2. Faivre S, et al. Safety, pharmacokinetic, and antitumor activity of SU11248, a novel oral multitarget tyrosine kinase inhibitor, in patients with cancer. J Clin Oncol. 2006;24:25-35.
3. Motzer RJ et al. Activity of SU11248, a multitargeted inhibitor of vascular endothelial growth factor receptor and platelet-derived growth factor receptor, in patients with metastatic renal cell carcinoma. J Clin Oncol. 2006;24:16-24.
4. van der Zwan SM, DeMatteo RP. Gastrointestinal stromal tumor: 5 years later.
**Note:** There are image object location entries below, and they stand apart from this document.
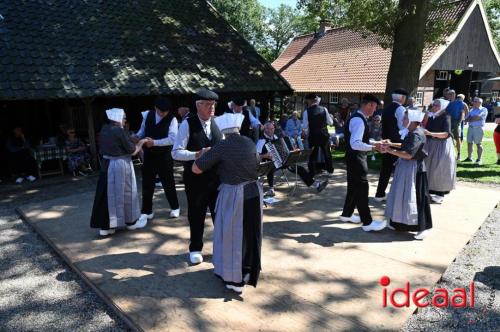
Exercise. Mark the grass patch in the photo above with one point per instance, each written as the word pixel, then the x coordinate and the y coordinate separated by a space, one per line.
pixel 488 172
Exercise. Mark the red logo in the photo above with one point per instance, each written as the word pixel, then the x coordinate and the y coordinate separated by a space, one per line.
pixel 441 298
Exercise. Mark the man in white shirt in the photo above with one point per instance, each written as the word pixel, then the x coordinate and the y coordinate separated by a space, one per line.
pixel 357 145
pixel 159 127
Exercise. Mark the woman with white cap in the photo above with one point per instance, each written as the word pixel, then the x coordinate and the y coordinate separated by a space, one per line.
pixel 238 212
pixel 440 164
pixel 116 203
pixel 407 206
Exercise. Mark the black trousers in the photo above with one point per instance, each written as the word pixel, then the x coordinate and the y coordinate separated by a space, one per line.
pixel 327 155
pixel 386 170
pixel 201 193
pixel 301 171
pixel 357 193
pixel 160 164
pixel 22 163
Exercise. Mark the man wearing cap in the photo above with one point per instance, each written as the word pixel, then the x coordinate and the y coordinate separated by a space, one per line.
pixel 197 134
pixel 315 120
pixel 392 124
pixel 238 221
pixel 250 123
pixel 357 136
pixel 160 129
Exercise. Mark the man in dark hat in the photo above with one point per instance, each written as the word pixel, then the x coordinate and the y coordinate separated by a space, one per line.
pixel 392 124
pixel 250 125
pixel 197 134
pixel 314 122
pixel 357 135
pixel 159 127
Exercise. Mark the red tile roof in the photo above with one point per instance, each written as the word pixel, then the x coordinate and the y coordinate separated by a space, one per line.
pixel 343 61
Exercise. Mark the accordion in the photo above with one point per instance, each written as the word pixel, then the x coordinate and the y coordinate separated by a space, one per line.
pixel 279 151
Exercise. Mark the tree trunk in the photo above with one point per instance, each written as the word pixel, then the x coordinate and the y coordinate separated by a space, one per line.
pixel 408 46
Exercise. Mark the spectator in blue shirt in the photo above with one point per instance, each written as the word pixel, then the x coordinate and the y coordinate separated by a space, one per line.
pixel 456 111
pixel 476 119
pixel 294 126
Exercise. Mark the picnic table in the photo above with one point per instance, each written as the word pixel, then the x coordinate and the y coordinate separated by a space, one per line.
pixel 52 152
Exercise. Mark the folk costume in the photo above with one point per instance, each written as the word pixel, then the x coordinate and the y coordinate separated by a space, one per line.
pixel 116 203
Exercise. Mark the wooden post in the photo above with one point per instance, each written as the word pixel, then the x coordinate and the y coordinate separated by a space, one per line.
pixel 91 132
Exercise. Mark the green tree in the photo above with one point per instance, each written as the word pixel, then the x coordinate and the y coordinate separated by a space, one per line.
pixel 492 8
pixel 246 16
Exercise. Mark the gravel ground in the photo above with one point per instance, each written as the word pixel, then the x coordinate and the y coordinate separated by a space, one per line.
pixel 478 261
pixel 38 291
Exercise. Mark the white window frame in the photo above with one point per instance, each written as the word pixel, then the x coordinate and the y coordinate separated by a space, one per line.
pixel 419 98
pixel 442 75
pixel 334 98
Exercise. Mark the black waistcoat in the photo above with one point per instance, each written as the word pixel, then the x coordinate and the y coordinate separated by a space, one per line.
pixel 356 160
pixel 390 127
pixel 318 131
pixel 158 130
pixel 199 140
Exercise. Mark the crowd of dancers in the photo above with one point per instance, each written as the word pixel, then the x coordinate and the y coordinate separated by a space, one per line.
pixel 221 156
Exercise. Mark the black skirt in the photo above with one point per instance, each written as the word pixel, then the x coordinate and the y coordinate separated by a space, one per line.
pixel 423 207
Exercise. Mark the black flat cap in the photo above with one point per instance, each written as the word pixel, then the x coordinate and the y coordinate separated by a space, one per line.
pixel 163 104
pixel 369 98
pixel 239 101
pixel 311 96
pixel 401 92
pixel 205 94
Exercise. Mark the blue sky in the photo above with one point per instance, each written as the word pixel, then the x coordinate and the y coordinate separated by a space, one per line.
pixel 276 3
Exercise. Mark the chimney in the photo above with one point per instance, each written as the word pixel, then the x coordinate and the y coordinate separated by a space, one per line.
pixel 324 26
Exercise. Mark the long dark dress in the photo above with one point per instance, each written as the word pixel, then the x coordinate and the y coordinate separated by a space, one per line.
pixel 408 203
pixel 238 216
pixel 116 202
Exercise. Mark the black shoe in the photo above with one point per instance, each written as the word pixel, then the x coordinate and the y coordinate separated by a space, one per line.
pixel 322 186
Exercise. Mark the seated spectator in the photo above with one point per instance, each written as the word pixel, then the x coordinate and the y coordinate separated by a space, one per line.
pixel 343 109
pixel 78 158
pixel 21 162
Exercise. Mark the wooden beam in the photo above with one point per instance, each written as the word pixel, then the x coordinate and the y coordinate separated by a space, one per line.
pixel 91 131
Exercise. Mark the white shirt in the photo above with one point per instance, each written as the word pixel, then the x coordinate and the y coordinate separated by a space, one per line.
pixel 305 120
pixel 172 130
pixel 179 151
pixel 357 129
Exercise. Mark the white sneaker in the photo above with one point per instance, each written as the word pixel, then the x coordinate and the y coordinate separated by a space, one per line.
pixel 237 289
pixel 141 222
pixel 375 226
pixel 195 257
pixel 106 232
pixel 354 219
pixel 175 213
pixel 421 235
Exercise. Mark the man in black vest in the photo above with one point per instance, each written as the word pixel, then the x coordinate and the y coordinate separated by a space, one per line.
pixel 196 135
pixel 315 120
pixel 159 127
pixel 357 145
pixel 250 125
pixel 392 124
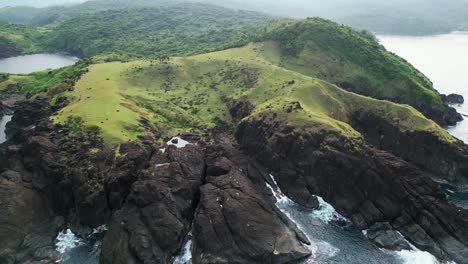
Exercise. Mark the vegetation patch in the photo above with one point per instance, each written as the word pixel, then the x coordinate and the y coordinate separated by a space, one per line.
pixel 190 94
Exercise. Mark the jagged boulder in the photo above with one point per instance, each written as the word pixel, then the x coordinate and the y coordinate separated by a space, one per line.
pixel 234 223
pixel 365 184
pixel 158 212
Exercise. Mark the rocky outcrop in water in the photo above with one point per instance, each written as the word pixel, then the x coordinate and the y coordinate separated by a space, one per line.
pixel 448 159
pixel 452 99
pixel 235 223
pixel 365 184
pixel 150 198
pixel 8 49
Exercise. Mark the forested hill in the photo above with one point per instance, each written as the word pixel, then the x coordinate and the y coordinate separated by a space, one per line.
pixel 167 30
pixel 411 17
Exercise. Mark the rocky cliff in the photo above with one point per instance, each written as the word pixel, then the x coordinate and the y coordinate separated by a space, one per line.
pixel 154 198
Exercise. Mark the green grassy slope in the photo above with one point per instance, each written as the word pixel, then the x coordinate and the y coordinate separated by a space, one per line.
pixel 189 94
pixel 353 60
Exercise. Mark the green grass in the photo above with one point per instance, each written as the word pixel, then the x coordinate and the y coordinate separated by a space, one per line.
pixel 187 94
pixel 354 60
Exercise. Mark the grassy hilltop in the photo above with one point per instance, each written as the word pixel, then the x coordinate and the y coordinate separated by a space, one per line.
pixel 293 67
pixel 190 94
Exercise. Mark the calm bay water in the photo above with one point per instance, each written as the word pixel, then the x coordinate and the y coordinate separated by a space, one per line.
pixel 36 62
pixel 444 59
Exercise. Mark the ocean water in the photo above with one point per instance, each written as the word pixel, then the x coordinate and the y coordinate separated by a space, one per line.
pixel 442 58
pixel 3 121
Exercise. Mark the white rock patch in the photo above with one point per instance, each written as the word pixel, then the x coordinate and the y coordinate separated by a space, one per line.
pixel 66 240
pixel 180 142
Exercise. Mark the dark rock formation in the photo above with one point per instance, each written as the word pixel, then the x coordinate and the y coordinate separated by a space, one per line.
pixel 448 160
pixel 235 224
pixel 48 175
pixel 384 236
pixel 365 184
pixel 452 99
pixel 27 224
pixel 151 226
pixel 8 49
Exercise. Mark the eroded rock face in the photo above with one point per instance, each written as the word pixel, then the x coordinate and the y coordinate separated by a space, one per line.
pixel 365 184
pixel 448 160
pixel 234 223
pixel 27 224
pixel 158 212
pixel 48 180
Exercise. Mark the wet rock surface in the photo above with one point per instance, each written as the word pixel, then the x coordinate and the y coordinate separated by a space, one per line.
pixel 448 160
pixel 152 199
pixel 365 184
pixel 384 236
pixel 234 223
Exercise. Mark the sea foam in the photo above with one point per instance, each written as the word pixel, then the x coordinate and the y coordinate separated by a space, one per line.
pixel 66 240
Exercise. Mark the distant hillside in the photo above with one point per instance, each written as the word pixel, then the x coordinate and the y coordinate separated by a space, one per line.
pixel 411 17
pixel 353 60
pixel 37 3
pixel 166 30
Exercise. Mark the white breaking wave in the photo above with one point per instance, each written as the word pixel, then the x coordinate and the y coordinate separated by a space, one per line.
pixel 66 240
pixel 180 142
pixel 99 229
pixel 417 256
pixel 327 212
pixel 185 256
pixel 318 249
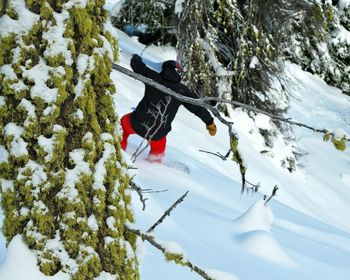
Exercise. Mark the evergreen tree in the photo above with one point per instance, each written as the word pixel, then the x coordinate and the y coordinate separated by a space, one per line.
pixel 230 49
pixel 151 20
pixel 63 181
pixel 320 45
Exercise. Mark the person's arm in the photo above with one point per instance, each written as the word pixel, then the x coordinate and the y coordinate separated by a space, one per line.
pixel 200 112
pixel 139 67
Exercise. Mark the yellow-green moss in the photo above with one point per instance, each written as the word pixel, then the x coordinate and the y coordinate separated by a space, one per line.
pixel 339 144
pixel 46 214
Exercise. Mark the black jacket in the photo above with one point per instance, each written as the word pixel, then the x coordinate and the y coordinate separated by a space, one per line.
pixel 154 114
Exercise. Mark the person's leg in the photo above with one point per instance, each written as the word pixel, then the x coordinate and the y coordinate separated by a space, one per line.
pixel 127 130
pixel 156 153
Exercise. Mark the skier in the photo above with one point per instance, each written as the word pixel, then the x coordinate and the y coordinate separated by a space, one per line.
pixel 154 114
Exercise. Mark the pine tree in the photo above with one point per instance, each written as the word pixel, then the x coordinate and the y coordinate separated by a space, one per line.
pixel 319 43
pixel 151 20
pixel 229 49
pixel 63 182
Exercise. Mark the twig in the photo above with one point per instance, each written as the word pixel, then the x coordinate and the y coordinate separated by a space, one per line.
pixel 167 212
pixel 223 157
pixel 274 191
pixel 152 191
pixel 155 244
pixel 139 192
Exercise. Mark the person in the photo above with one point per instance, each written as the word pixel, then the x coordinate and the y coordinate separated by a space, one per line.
pixel 154 114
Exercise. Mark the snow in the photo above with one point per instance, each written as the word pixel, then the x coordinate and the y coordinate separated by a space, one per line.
pixel 47 144
pixel 4 155
pixel 6 185
pixel 18 145
pixel 254 62
pixel 343 3
pixel 302 233
pixel 57 44
pixel 81 168
pixel 25 22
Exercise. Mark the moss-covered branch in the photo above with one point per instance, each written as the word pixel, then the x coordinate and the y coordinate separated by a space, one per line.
pixel 170 256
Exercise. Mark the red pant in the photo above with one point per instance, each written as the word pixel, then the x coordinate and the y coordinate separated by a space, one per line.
pixel 157 146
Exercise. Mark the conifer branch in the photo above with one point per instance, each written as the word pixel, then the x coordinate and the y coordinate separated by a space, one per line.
pixel 167 213
pixel 177 258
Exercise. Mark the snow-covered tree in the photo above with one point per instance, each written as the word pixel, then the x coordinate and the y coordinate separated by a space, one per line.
pixel 151 20
pixel 320 42
pixel 63 181
pixel 229 49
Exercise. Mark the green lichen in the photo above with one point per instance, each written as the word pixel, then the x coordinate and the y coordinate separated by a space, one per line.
pixel 175 257
pixel 38 209
pixel 339 144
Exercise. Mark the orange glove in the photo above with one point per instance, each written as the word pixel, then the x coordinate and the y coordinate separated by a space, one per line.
pixel 211 129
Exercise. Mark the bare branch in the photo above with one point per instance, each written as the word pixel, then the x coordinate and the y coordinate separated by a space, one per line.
pixel 184 262
pixel 139 192
pixel 274 191
pixel 167 212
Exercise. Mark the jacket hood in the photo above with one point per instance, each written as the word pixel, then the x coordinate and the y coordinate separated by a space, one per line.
pixel 170 75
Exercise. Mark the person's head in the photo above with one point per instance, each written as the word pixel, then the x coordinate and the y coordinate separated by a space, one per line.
pixel 172 70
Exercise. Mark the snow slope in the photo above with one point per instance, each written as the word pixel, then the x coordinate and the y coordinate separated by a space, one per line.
pixel 303 233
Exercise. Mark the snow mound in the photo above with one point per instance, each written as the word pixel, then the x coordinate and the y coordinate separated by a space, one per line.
pixel 255 237
pixel 220 275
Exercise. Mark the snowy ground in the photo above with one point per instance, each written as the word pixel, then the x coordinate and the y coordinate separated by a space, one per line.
pixel 303 233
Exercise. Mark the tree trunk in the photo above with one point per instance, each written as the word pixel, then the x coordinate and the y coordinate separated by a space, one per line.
pixel 63 181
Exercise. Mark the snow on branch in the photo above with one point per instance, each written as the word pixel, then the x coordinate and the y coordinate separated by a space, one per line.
pixel 167 212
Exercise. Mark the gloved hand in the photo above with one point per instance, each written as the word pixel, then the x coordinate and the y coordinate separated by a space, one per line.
pixel 211 129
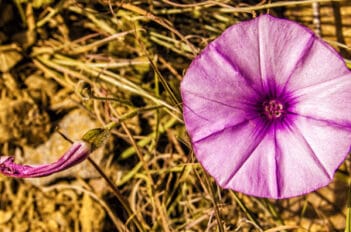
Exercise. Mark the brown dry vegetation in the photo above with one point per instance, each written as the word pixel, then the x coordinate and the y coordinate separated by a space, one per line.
pixel 78 65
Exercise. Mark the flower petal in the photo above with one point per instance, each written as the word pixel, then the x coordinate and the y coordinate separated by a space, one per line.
pixel 328 101
pixel 258 175
pixel 282 46
pixel 78 152
pixel 303 166
pixel 321 64
pixel 215 96
pixel 222 154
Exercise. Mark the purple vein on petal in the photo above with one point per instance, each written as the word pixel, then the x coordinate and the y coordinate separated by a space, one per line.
pixel 303 140
pixel 278 153
pixel 247 81
pixel 330 83
pixel 346 126
pixel 252 147
pixel 302 57
pixel 260 55
pixel 242 123
pixel 216 101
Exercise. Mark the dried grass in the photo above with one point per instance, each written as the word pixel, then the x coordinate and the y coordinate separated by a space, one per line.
pixel 122 62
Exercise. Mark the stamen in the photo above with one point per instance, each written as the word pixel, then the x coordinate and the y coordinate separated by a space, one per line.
pixel 273 109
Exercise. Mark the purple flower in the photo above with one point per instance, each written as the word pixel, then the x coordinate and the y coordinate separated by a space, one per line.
pixel 78 152
pixel 268 108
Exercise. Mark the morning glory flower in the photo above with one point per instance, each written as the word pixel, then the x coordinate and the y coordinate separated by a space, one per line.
pixel 267 106
pixel 78 152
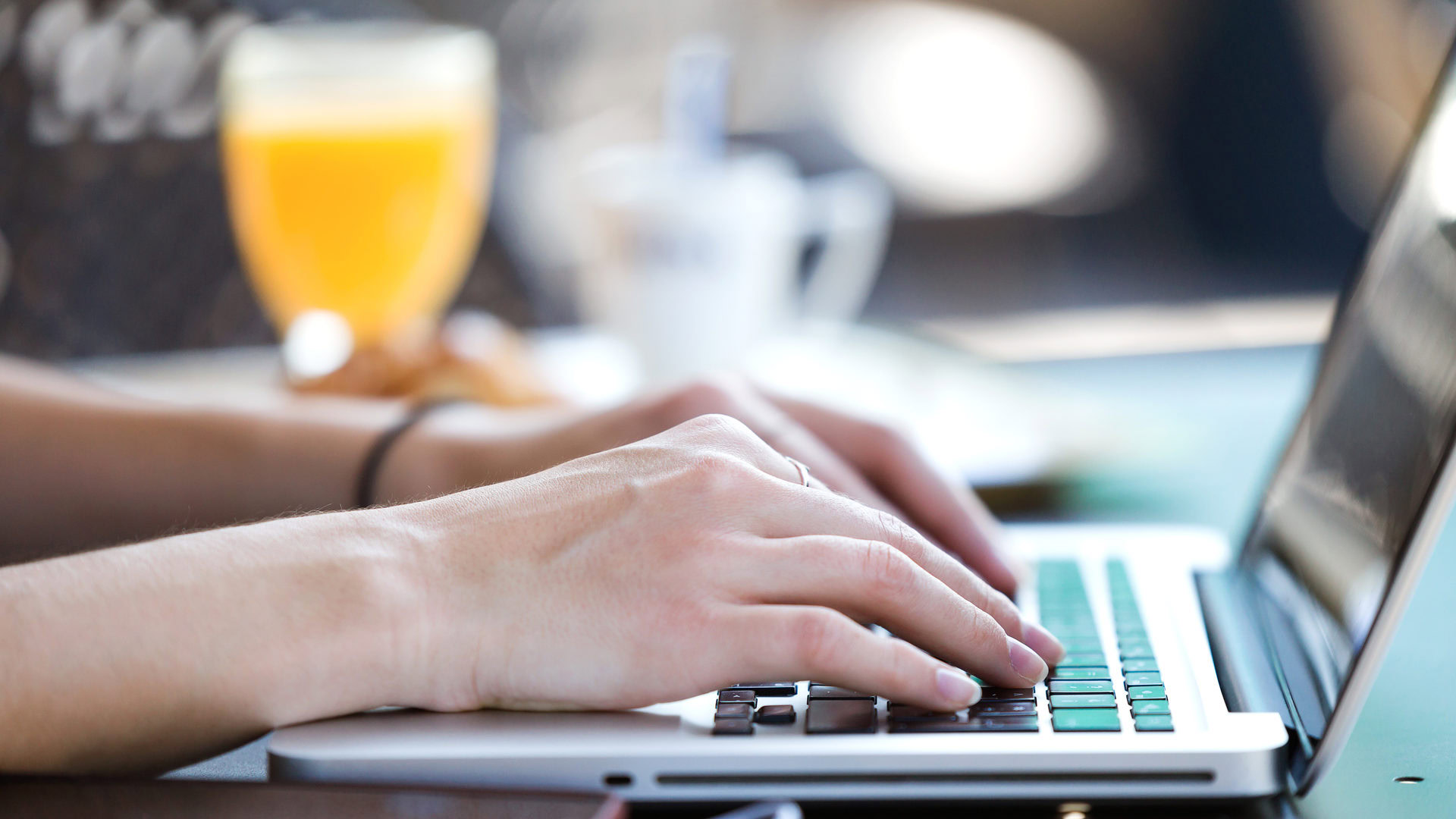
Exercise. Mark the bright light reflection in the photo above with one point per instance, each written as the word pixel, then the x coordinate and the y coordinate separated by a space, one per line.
pixel 1442 165
pixel 965 110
Cancer. 2005;104: 1781-1788.
5. Sanborn RE, Blanke CD. Gastrointestinal stromal tumors and the evolution of targeted therapy. Clin Adv Hematol Oncol. 2005;3:647-657.
6. Cohen HT, McGovern FJ. Renal-cell carcinoma. N Engl J Med. 2005:353:2477-2490.
7. FDA News: www.fda.gov/bbs/topics/news/2006/NEW01302.html. Accessed 2/18/06.